A degree is still worth it but it needs to be the right degree, with the right skills, mindset and domain alignment.
What Are the Degrees that May Decline in Relative Value?
It’s also worth acknowledging degrees that might face more pressure in the era of AI and automation:
- Degrees focused on routine tasks with easily automatable workflows such as basic bookkeeping, elementary library science are at risk.
- Fields where job growth is static or where automation is already widely deployed without much human oversight may face headwinds.
Nevertheless, risk does not always mean no value; many degrees can still provide value if combined with the right adaptation, but the margin for error becomes smaller.
Hence, as we approach 2030, the interplay of AI and automation will reshape not just jobs, but the value we derive from university degrees. The good news is there are plenty of degrees that remain worth the investment especially those aligned with technology, human-machine collaboration, security, healthcare, sustainability and ethics. The challenge is ensuring your degree is not just a credential, but a platform for continuous learning, adaptation and relevance.
Other than AI and Automation: Which Degrees Are Still Worth it, you can also read Degrees That Are Most at Risk of AI in 2026
So, if you are selecting a degree now, look for programmes that offer strong technical foundations and human-centric skills, that prepare you to work alongside intelligent systems, and that give you the agility to pivot as the ground shifts. In a world of automation, the most resilient degrees will be those that emphasise what humans do best; thinking, adapting, leading, innovating.
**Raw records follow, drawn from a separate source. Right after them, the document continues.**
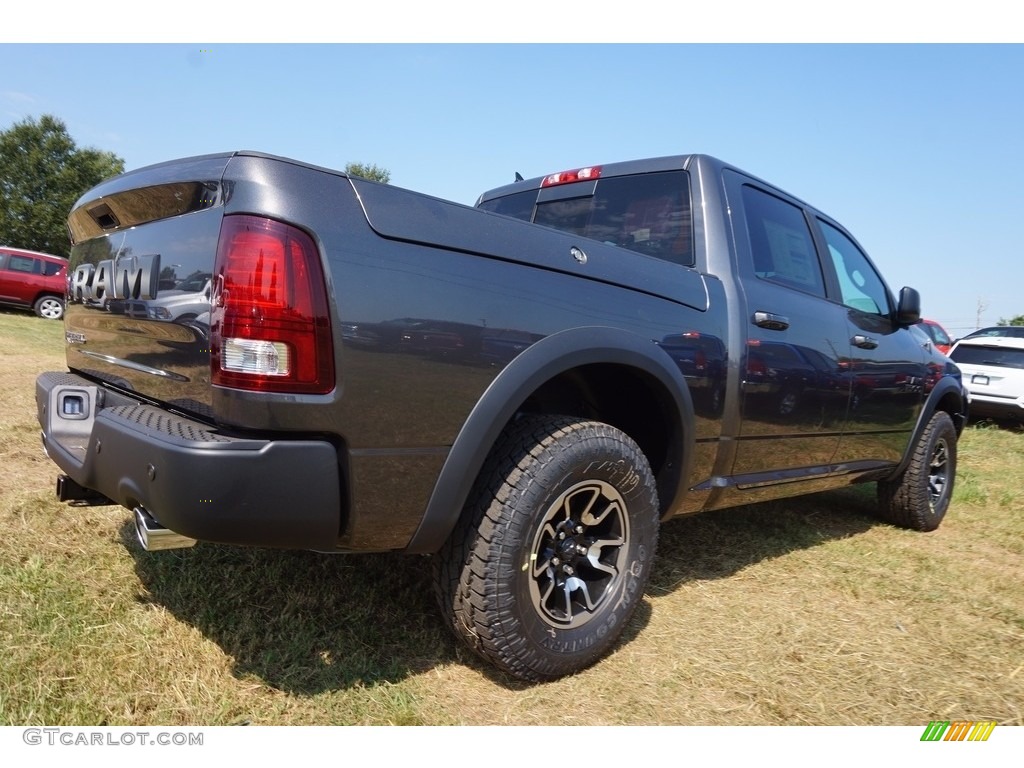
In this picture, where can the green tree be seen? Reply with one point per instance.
(42, 174)
(372, 172)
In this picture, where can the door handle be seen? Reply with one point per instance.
(770, 321)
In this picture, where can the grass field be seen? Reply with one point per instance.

Hence, yes, degrees are still worth it in 2030 but the value lies in choosing wisely, staying adaptable, and integrating your learning with the realities of AI and automation.
FAQs
1. Will getting a non-tech degree still be worthwhile in 2030 given AI and automation?
Yes, but you will need to ensure that your domain emphasises human-centred skills (empathy, leadership, ethics, creativity) and that you augment it with technological literacy. Degrees that combine non-tech content with an understanding of AI/automation stand a better chance of staying relevant. For example, public policy with AI governance or psychology with data analytics.
2. Should I drop a traditional degree and focus on short courses or micro-credentials instead?
Micro-credentials and skills-based learning are increasingly important, especially in fast-moving fields. Research shows that skill-based hiring is growing in recruitment for AI/automation roles. However, a full degree still offers foundational depth, structured learning, network effects and signalling value. The best approach is to pursue a degree and stay agile by stacking relevant micro-credentials.
3. If I choose a safe degree like computer science or cybersecurity, should I worry about automation replacing those jobs too?
You should prepare for change but don’t assume replacement. For example, even in software engineering, research shows developers will increasingly work with AI assistants, shifting roles rather than disappearing entirely. With degrees like computer science or cybersecurity, staying updated, specialising in emerging subfields (AI governance, ethics, secure automation) and focusing on human-machine synergy will help ensure your value remains high.